Software Requirements
Windows® and Linux Requirements
To install OctaneRender on Windows, make sure that you install a suitable driver for your video card. After this, run the installer.
The OpenGL-based IPR window works over the freeglut library. On Linux, install this library in the system, otherwise the plugin won't load. Check your Linux distribution documentation about how to install the library, if it is not already available in your system.
- OctaneRender is a CUDA® 10 application that requires an NVIDIA® graphics driver version 388.x or higher.
- OctaneRender for Linux (64-bit) is built and tested on Ubuntu 10.04 using GCC 4.4.3. This requires Linux installations with glibc 2.11.1 or higher, and libstdc++ of 4.4.3 or a Linux distribution more recent than end of 2009 with CUDA 9.1 or higher.
- You can download the latest video card drivers for Windows and Linux here: http://www.nvidia.com/Download/index.aspx
macOS® Requirements
The minimum supported version of macOS is 10.11.x. CUDA support on macOS 10.11 through 10.13 requires CUDA driver 9.1 or higher. For a complete list of macOS-compatible CUDA drivers, please refer to and download from http://www.nvidia.com/object/mac-driver-archive.html
NVIDIA cuDNN Library File
OctaneRender requires NVIDIA CuDNN to run. You can download the cuDNN library file from here:
https://render.otoy.com/downloads/ef/08/f5/63/cudnn_8_0_4_win.zip
The library file should be placed in the either of these folders:
C:\Users\[user]\AppData\Local\OctaneRender\thirdparty\cudnn_8_0_4\
or
C:\Program Files\OTOY\[OctaneRender Studio+ 2022.1]\
Downgrading Drivers
Some drivers are released in a beta state and may cause errors when running OctaneRender.
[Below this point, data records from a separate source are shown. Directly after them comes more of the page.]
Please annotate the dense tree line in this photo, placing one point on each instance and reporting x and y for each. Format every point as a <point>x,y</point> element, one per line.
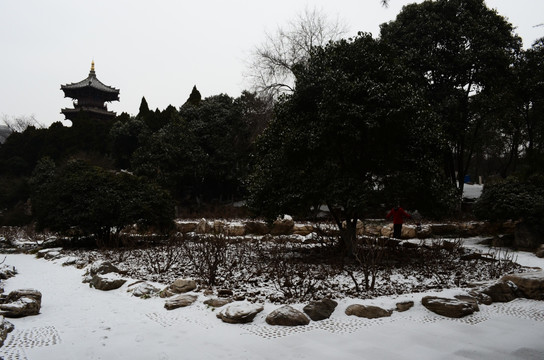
<point>446,90</point>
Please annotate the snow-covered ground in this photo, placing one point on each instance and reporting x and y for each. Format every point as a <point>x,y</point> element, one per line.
<point>79,322</point>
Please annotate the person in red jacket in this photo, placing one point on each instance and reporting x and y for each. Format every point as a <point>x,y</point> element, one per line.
<point>398,215</point>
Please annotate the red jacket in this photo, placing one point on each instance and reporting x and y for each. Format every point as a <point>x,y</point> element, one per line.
<point>398,214</point>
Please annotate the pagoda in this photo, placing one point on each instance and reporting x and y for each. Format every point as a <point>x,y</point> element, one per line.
<point>90,96</point>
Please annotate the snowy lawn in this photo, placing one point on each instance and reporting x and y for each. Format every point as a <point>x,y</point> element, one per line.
<point>79,322</point>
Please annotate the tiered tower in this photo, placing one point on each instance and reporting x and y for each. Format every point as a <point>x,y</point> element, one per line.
<point>90,96</point>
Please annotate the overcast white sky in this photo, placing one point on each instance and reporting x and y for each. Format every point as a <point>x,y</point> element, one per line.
<point>160,49</point>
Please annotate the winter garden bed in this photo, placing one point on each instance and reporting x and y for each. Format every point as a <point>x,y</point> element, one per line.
<point>284,270</point>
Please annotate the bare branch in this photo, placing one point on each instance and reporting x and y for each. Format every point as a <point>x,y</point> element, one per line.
<point>272,63</point>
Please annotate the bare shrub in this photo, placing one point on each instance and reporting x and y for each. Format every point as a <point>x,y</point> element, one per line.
<point>161,257</point>
<point>295,270</point>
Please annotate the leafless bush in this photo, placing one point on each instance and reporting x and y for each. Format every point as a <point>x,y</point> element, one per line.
<point>207,255</point>
<point>161,257</point>
<point>368,253</point>
<point>296,271</point>
<point>503,262</point>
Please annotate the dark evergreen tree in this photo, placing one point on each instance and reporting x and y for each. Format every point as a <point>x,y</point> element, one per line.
<point>354,133</point>
<point>462,51</point>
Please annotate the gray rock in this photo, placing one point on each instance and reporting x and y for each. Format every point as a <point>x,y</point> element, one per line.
<point>452,308</point>
<point>142,289</point>
<point>182,300</point>
<point>367,311</point>
<point>239,313</point>
<point>107,282</point>
<point>7,272</point>
<point>20,303</point>
<point>283,226</point>
<point>502,291</point>
<point>320,310</point>
<point>404,306</point>
<point>530,284</point>
<point>256,228</point>
<point>179,286</point>
<point>49,254</point>
<point>287,316</point>
<point>218,302</point>
<point>5,328</point>
<point>104,267</point>
<point>540,251</point>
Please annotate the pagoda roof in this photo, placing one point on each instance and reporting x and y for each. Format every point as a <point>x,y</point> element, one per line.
<point>96,111</point>
<point>93,84</point>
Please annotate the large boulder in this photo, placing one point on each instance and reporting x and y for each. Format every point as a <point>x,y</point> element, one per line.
<point>142,289</point>
<point>367,311</point>
<point>404,305</point>
<point>5,328</point>
<point>218,302</point>
<point>49,254</point>
<point>186,227</point>
<point>182,300</point>
<point>106,282</point>
<point>179,286</point>
<point>256,228</point>
<point>287,316</point>
<point>235,229</point>
<point>530,284</point>
<point>501,291</point>
<point>204,227</point>
<point>104,267</point>
<point>20,303</point>
<point>283,226</point>
<point>7,272</point>
<point>303,229</point>
<point>452,308</point>
<point>528,236</point>
<point>239,313</point>
<point>320,310</point>
<point>540,251</point>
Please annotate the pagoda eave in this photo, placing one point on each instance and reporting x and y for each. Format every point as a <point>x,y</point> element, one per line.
<point>90,111</point>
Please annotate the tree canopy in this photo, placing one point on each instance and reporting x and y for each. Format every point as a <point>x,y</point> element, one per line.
<point>354,133</point>
<point>463,52</point>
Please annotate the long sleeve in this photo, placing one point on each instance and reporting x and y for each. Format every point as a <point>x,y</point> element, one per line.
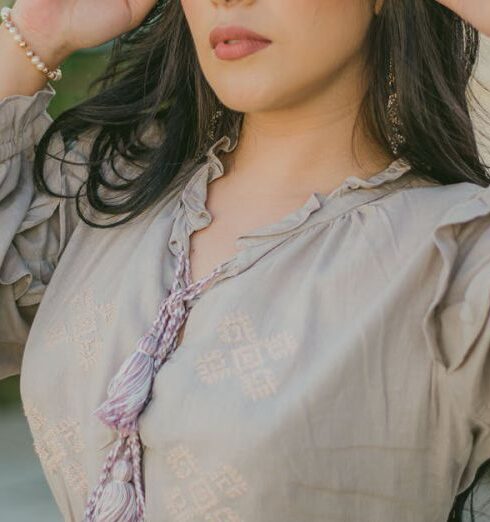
<point>457,324</point>
<point>35,226</point>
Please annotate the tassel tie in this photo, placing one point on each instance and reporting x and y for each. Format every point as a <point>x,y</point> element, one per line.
<point>119,494</point>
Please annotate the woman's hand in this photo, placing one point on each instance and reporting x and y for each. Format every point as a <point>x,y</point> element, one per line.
<point>60,27</point>
<point>476,12</point>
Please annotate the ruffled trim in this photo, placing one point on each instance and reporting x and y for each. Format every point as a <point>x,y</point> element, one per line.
<point>395,170</point>
<point>451,328</point>
<point>22,119</point>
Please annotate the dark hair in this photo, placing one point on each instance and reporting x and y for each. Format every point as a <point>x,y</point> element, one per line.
<point>153,78</point>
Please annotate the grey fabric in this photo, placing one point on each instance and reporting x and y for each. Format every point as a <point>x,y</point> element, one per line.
<point>337,370</point>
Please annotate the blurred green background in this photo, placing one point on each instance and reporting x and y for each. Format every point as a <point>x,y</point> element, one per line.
<point>78,71</point>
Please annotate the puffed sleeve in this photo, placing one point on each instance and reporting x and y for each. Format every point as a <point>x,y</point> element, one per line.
<point>35,226</point>
<point>457,323</point>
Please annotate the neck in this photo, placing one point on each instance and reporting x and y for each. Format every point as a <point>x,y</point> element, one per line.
<point>307,147</point>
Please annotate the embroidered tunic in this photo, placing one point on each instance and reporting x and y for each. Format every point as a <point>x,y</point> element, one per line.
<point>337,369</point>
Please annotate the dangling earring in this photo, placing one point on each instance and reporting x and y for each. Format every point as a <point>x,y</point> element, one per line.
<point>396,137</point>
<point>213,125</point>
<point>210,134</point>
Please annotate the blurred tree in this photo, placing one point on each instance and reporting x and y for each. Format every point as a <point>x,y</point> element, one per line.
<point>78,71</point>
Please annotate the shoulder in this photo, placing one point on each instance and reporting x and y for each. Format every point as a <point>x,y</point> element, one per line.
<point>457,249</point>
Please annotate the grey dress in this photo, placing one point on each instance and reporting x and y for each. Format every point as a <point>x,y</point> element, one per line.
<point>337,369</point>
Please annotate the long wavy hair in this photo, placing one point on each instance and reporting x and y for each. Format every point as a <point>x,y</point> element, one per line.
<point>153,78</point>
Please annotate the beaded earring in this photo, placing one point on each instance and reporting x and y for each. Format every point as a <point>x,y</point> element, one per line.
<point>396,137</point>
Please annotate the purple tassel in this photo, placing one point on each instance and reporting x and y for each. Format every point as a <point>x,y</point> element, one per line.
<point>117,502</point>
<point>130,388</point>
<point>119,494</point>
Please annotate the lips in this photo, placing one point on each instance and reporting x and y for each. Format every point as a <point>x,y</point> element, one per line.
<point>233,32</point>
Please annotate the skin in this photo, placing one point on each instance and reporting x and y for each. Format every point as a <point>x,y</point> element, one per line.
<point>300,97</point>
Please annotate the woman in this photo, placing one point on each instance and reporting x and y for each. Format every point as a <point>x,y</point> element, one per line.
<point>327,356</point>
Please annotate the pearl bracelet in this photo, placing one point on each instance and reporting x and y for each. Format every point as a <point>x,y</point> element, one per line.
<point>55,75</point>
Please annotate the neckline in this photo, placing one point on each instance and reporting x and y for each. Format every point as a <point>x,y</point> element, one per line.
<point>193,196</point>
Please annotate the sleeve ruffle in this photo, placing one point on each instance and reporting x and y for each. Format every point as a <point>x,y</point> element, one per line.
<point>35,225</point>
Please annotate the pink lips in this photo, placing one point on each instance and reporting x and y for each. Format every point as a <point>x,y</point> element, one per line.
<point>248,42</point>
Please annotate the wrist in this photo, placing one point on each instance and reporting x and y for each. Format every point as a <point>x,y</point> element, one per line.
<point>52,53</point>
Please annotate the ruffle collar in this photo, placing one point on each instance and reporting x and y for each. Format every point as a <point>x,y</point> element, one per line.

You can revert to the previous driver by downgrading or installing an earlier but more suitable driver version.
Windows
After downloading a suitable driver from https://www.nvidia.com/Download/index.aspx, use DDU to remove the installed driver, then perform a clean installation of the preferred driver.
Linux
A driver downgrade is complex on Linux systems, and this should be done if the installed driver causes errors. If you need to downgrade your video driver, uninstall the current driver before installing the earlier version.
To determine the currently installed driver, find the nvidia-smi module and run it in command line. Check the article at linuxconfig.org called "How to check NVIDIA driver version on your Linux system" (https://linuxconfig.org/?p=767) for other options to determine the current installed driver. Also make sure to consult the files that came with the current driver to learn how it was installed. If the current driver was installed using the apt command, the sudo apt-get purge nvidia* command should remove all of the former drivers. Use apt commands if the current driver was installed through apt.
Download a suitable driver from https://www.nvidia.com/object/unix.html, then prepare to uninstall the current driver. To avoid issues, check the installation files of the current NVIDIA® driver for the install/uninstall instructions as these will contain helpful commands such as:
$ sudo nvidia-installer --uninstall
Use the following command for more options:
$ nvidia-installer --advanced-options
Once uninstalled, reboot once before installing the preferred driver.